Friday, March 09, 2012

That cell doesn't have a toilet, but you don't think of the Surfer as having to use one...


Concluding the "Dynamo City" saga, Silver Surfer #43, "Termination" Written by Jim Starlin and Ron Marz, pencils by Ron Lim, inks by Keith Williams. The Silver Surfer waits in a cell for trial, with his friend Zeaklar. The old-timer was knocked out last issue, and still hasn't regained consciousness. Having nothing left to lose, the Surfer fights the guard robots, and gets nowhere.

Knocked out again, the Surfer wakes up midway through the trial, as the robot prosecutor accuses him of attempting to murder the Great I. (The judge and jury are robots as well, which again makes me think Dynamo City's upper class were all robots, exploiting the meatbag peasants.) The Surfer exclaims he did not, and the Great I is a vegetable anyway; but his remarks are stricken from the record. For good measure, the defense attorney is unplugged, since it would be a waste of power, the judge tells the Surfer he's guilty as hell. Finally bound and gagged, a litany of witnesses for the prosecution testify; some of whom had actually met the Surfer. The jury renders the verdict:

The Surfer and the still-out Zeaklar are taken to the Termination Platform. While he never thought he'd go out like that, the Surfer does seem to be at least a little relieved that his ordeal there will be over. Worse, Zeaklar finally wakes up, and the Surfer has to tell him they've been tried, found guilty, and about to be executed. Oddly, he's not worried, as the Termination Platform lights up...

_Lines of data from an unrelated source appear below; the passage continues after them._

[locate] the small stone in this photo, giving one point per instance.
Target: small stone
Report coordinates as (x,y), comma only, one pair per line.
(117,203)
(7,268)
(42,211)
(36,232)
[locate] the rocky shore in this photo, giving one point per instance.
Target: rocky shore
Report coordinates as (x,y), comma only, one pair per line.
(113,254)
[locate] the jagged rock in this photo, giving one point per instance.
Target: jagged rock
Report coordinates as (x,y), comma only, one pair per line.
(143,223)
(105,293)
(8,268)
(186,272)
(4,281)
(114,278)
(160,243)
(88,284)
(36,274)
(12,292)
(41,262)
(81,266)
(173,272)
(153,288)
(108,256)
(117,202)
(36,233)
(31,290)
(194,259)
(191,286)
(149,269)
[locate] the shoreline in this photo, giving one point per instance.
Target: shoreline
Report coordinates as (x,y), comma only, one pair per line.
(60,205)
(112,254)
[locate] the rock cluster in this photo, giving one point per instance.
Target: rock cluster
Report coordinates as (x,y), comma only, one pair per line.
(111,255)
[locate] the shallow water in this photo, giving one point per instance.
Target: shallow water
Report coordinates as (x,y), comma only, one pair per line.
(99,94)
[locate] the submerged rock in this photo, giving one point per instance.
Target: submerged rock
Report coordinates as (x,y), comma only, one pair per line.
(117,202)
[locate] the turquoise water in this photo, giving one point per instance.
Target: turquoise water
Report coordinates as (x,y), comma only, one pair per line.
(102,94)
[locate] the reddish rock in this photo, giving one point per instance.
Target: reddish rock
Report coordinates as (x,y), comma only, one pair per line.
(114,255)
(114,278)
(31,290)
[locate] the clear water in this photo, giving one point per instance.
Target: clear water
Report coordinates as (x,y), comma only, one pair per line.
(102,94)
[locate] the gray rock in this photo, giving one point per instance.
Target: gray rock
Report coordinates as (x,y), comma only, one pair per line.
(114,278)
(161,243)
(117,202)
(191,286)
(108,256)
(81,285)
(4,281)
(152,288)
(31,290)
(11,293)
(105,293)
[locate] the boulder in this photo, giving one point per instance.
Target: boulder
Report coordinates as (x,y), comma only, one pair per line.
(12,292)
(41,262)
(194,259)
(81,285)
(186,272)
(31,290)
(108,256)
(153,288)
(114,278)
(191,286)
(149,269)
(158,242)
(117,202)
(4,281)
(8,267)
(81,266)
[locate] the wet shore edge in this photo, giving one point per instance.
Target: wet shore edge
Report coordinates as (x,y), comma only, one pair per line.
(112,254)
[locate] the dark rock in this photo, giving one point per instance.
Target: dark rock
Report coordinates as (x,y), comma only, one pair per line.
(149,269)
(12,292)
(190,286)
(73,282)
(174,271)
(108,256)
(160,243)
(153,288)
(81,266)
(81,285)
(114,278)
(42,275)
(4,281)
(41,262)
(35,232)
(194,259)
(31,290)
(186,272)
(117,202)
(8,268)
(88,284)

...and teleports them into space! While Zeaklar has to suck vacuum for a few seconds, the Surfer's powers return and he creates a cube of oxygen for him. Zeaklar had realized the Surfer was slated for execution, then remembered the method, and that it wouldn't hurt him. He was also smart enough to realize he could get out as well, if Dynamo City wasn't smart enough to use an alternative method of execution. Which is exactly what the arriving guard robots suggest: being sore losers, they try to take the Surfer and Zeaklar back. As you might expect, the Surfer isn't having that.

Destroying the robots, and reconstituting his board, the Silver Surfer plans on tearing Dynamo City apart. Zeaklar protests, and the Surfer asks how, since he was held there for ten years? (It was three years! That's the second odd number error in this storyline...) Zeaklar points out the city's got a ton of robots, and at some point the hull would get breeched, killing the people. The Surfer agonizes over that for a moment, but the only move left is to walk away, giving the cheerfully freed Zeaklar a ride home.

So, what's the moral of Dynamo City? Bureaucracy is evil, but doesn't think outside the box? You can't lay faith in any outside force saving you, since like Drax, it could be hopelessly inept. Ditto any appeal to authority, the I's not listening. Or, is the moral that the only way to deal with a corrupt system is to fold and walk away? I like to think the moral is that when the Surfer was forced to be Galactus's herald again, Dynamo City was the first place they went.